At the turn of the century, the mathematician David Hilbert laid out 23 problems for mathematicians to solve in the 19th century. These were the Big Hairy Audacious Goals (BHAG) for the program of mathematics at the time, problems that drove forward progress and were exciting, adventurous areas to work in. Haskell has always been at the frontier of what is possible in computer science, and it also sustains a devoted community that regularly drags the future into the present. This can’t be done without the people who dare to dream big and build toward ambitious projects.

Here I am proposing a set of ambitious problems for the next decade:

Algebraic Effect Systems

The last few years have seen a lot of emerging work with new and practical effect systems.
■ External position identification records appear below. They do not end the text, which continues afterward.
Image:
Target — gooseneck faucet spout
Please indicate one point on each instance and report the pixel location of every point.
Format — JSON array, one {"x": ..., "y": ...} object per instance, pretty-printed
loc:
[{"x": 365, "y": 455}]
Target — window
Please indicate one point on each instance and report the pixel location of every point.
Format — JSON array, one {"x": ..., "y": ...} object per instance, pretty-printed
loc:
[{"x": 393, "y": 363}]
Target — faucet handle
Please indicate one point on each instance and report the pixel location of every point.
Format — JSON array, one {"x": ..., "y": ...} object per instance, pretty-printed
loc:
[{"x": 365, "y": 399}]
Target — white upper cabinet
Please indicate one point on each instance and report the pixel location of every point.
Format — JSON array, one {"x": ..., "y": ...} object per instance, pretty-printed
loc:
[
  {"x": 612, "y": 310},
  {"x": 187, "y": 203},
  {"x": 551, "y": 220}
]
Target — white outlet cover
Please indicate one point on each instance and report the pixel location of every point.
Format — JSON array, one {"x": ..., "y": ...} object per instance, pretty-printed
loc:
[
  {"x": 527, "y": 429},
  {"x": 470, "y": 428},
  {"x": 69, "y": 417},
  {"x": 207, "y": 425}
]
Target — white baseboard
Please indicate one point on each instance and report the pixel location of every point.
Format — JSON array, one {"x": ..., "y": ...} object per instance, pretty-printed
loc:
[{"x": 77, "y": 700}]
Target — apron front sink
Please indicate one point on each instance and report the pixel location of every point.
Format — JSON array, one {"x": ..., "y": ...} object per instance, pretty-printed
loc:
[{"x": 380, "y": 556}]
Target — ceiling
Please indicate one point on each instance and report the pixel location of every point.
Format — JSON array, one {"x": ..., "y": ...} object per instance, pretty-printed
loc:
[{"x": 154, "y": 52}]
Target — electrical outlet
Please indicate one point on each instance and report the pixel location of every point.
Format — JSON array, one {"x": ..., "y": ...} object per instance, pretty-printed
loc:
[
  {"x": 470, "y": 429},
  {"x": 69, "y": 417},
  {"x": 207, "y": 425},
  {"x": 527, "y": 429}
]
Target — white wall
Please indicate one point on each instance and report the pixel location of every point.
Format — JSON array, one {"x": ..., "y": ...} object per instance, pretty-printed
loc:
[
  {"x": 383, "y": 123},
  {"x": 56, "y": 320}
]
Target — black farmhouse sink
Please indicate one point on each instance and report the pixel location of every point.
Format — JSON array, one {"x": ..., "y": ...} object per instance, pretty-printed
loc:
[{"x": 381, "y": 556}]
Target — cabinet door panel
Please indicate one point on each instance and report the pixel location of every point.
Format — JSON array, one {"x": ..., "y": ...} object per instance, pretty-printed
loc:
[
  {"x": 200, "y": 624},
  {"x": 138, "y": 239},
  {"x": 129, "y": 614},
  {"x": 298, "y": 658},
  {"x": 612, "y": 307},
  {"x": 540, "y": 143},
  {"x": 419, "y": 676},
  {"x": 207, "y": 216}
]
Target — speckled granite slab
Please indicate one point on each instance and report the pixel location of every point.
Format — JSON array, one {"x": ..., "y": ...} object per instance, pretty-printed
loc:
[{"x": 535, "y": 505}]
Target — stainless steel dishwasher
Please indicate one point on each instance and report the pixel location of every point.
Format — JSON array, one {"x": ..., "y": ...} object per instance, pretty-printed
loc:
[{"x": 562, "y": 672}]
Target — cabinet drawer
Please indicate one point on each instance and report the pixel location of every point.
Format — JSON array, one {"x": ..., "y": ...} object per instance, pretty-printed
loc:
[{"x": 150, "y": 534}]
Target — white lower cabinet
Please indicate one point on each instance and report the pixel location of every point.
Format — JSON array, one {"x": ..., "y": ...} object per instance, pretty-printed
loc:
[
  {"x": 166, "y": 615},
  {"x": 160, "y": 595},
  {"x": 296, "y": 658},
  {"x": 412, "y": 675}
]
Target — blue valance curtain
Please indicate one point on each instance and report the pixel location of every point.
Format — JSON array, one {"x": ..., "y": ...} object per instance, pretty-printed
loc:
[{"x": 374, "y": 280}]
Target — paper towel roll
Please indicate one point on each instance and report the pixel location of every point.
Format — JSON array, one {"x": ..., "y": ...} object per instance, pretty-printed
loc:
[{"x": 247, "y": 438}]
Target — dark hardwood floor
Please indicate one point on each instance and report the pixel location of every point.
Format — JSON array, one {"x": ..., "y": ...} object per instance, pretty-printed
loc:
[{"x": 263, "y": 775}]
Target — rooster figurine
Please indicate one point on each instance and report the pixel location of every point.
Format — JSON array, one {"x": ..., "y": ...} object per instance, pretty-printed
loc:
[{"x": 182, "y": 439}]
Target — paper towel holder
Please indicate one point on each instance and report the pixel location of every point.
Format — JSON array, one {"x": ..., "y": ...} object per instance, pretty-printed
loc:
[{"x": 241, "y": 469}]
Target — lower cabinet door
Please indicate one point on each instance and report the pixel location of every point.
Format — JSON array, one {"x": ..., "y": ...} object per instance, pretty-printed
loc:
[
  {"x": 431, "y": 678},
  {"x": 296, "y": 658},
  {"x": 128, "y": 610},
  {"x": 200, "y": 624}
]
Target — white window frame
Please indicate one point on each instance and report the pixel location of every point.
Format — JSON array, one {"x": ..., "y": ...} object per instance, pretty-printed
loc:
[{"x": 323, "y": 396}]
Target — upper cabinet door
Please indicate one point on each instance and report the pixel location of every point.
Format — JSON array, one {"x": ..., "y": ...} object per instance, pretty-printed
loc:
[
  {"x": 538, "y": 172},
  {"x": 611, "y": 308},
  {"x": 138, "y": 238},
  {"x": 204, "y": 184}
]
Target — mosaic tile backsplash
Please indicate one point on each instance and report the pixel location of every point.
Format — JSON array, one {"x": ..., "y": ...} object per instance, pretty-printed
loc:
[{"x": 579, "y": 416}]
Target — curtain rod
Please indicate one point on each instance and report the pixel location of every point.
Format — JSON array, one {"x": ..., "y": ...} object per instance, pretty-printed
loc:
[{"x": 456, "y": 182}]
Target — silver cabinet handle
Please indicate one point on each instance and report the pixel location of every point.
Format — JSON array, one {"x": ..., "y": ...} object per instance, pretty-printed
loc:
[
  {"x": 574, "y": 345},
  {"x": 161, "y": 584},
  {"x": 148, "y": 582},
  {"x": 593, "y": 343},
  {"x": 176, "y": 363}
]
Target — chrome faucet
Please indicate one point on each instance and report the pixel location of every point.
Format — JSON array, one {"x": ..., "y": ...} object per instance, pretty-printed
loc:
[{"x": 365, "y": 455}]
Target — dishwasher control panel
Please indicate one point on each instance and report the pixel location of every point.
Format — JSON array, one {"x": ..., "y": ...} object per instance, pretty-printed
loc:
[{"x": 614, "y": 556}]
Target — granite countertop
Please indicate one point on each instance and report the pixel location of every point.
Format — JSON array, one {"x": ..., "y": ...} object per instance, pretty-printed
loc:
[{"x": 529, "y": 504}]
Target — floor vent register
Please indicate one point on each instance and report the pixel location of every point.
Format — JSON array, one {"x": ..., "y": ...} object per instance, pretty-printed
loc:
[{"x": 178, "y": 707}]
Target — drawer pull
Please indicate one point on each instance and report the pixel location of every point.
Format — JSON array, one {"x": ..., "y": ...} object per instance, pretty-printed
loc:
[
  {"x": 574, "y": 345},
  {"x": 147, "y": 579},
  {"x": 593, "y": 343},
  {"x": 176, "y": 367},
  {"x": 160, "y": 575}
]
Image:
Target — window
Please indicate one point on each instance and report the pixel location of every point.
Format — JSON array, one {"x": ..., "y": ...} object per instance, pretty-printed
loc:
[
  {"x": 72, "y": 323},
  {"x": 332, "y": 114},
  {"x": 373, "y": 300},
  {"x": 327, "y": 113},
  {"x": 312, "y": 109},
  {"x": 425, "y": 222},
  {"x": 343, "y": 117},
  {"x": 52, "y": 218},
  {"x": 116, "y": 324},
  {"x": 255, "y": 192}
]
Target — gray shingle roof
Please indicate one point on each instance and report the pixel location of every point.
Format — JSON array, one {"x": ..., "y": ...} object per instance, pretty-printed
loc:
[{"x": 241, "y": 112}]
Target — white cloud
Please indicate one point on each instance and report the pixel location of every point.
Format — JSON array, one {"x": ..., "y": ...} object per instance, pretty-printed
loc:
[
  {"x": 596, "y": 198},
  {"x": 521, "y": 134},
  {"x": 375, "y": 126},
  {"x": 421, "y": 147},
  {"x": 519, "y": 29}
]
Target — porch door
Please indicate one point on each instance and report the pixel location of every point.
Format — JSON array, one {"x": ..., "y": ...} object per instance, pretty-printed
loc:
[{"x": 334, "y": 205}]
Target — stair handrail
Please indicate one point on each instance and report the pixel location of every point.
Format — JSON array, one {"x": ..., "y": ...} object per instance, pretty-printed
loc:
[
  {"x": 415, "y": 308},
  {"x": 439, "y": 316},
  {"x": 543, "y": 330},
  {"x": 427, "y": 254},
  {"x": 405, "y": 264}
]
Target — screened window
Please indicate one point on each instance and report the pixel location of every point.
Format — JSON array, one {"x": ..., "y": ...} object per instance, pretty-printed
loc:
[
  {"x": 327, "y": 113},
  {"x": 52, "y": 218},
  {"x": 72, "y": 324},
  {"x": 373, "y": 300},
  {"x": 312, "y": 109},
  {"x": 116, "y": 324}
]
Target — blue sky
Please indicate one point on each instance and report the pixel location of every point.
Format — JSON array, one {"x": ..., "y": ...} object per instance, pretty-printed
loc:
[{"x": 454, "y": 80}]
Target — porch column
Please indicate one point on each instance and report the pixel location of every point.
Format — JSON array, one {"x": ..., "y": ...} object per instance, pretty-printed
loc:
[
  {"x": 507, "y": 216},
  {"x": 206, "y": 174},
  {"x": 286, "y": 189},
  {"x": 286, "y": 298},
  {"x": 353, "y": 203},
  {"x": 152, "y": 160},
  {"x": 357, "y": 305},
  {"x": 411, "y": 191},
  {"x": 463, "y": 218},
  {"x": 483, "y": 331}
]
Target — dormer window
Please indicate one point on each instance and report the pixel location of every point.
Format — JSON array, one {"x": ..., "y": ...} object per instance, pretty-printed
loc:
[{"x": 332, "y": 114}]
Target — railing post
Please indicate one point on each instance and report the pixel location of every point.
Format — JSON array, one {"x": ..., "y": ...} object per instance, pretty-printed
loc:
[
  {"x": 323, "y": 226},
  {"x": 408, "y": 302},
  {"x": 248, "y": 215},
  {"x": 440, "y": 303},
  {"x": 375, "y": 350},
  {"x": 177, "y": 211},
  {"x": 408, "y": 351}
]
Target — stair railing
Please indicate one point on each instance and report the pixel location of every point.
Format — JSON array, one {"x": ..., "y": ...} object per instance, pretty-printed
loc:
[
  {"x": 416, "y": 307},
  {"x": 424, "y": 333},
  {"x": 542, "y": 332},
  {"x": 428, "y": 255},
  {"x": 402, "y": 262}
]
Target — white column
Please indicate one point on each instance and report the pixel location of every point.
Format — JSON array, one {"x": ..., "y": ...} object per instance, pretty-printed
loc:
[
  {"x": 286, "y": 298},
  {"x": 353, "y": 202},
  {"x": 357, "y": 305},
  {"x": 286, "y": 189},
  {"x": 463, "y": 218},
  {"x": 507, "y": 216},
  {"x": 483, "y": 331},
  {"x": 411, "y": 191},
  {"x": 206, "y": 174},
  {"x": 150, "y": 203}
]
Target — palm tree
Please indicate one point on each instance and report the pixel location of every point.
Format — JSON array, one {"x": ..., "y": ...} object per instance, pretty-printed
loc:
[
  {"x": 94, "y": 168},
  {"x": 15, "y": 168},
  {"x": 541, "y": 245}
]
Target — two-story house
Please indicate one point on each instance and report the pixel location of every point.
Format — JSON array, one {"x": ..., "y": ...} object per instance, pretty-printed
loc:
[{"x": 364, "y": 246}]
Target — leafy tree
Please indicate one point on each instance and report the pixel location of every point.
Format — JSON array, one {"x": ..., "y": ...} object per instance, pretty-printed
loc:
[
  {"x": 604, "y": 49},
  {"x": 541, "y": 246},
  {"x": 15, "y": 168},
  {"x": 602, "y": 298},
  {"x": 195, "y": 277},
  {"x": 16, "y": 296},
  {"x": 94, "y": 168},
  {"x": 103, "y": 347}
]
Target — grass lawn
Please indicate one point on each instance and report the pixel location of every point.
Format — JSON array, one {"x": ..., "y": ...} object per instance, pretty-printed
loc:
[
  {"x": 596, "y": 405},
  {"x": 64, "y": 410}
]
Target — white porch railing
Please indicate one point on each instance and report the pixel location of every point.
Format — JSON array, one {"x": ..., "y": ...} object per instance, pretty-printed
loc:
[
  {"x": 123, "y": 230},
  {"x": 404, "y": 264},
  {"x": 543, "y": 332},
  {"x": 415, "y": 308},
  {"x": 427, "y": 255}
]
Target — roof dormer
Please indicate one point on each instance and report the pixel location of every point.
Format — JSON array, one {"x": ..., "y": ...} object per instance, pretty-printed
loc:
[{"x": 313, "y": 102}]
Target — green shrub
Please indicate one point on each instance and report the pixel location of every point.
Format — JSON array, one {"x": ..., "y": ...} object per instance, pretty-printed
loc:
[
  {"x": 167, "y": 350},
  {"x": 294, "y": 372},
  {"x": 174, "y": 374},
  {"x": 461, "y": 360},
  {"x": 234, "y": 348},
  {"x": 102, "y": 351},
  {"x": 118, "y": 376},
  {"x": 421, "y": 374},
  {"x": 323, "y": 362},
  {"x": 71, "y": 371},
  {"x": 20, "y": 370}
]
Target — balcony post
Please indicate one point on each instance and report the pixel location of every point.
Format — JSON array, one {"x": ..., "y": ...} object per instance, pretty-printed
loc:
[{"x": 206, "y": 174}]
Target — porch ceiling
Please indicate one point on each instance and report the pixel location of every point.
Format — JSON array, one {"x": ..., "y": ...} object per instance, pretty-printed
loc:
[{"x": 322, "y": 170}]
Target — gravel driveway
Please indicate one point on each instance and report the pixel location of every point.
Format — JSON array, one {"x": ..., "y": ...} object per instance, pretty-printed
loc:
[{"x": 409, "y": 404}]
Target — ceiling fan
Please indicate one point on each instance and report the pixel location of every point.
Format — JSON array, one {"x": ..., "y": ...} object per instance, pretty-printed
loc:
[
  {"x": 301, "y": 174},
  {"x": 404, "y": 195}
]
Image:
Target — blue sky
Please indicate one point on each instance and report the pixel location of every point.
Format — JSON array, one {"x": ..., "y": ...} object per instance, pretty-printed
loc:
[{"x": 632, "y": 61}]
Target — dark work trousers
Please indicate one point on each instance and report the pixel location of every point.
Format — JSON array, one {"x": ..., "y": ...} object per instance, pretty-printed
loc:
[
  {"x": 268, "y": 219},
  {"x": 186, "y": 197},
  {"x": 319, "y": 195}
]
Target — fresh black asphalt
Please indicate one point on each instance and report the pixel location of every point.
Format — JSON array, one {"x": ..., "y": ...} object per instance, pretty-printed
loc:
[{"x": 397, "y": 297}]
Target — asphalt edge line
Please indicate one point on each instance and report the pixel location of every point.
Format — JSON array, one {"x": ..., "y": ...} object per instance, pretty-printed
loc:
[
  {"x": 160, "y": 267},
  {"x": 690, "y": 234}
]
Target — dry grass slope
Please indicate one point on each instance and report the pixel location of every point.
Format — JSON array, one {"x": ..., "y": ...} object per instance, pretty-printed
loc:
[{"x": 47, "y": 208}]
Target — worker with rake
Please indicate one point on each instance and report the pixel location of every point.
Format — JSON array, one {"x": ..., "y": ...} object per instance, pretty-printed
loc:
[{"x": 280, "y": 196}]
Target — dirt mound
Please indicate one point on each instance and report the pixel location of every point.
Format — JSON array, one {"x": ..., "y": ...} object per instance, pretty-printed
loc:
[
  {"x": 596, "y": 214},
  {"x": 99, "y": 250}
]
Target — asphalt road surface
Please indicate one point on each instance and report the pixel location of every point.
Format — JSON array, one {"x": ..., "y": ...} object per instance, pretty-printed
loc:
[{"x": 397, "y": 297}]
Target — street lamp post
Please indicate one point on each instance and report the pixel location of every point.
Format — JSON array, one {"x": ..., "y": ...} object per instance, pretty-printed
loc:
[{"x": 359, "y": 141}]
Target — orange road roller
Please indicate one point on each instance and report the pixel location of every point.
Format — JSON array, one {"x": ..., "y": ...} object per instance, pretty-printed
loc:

These are alternative approaches to the mtl style of modeling effects that has dominated Haskell development for the last decade. These effect-system libraries may help to achieve a boilerplate-free nirvana of tracking algebraic effects at much more granular levels.

In the usual Haskell tradition, there are several models exploring different points in the design space. In their current state, these projects introduce quite a bit of overhead, and some of them even require a plethora of GHC plugins to optimise away certain abstractions or to fix type inference problems. Still, it’s likely that one of these projects will see critical adoption in this decade:

  1. fused-effects
  2. polysemy
  3. eff

I predict that by 2030 one of these models will emerge as the next successor to mtl and that we will have a standard Control.Effect module inside of the Prelude with language-integrated support in GHC. There will likely be a few more years of experimentation before this occurs, but this will become the standard way of modeling effects in Haskell programs in the next decade.

Practical Dependent Types

Today you can achieve a measure of dependent types in Haskell by enabling enough language extensions and using frameworks like singletons. This experience is not a pleasant one, and there have long been discussions about whether there exists a sensible migration path to full dependent types that won’t kill the golden goose of GHC in the process.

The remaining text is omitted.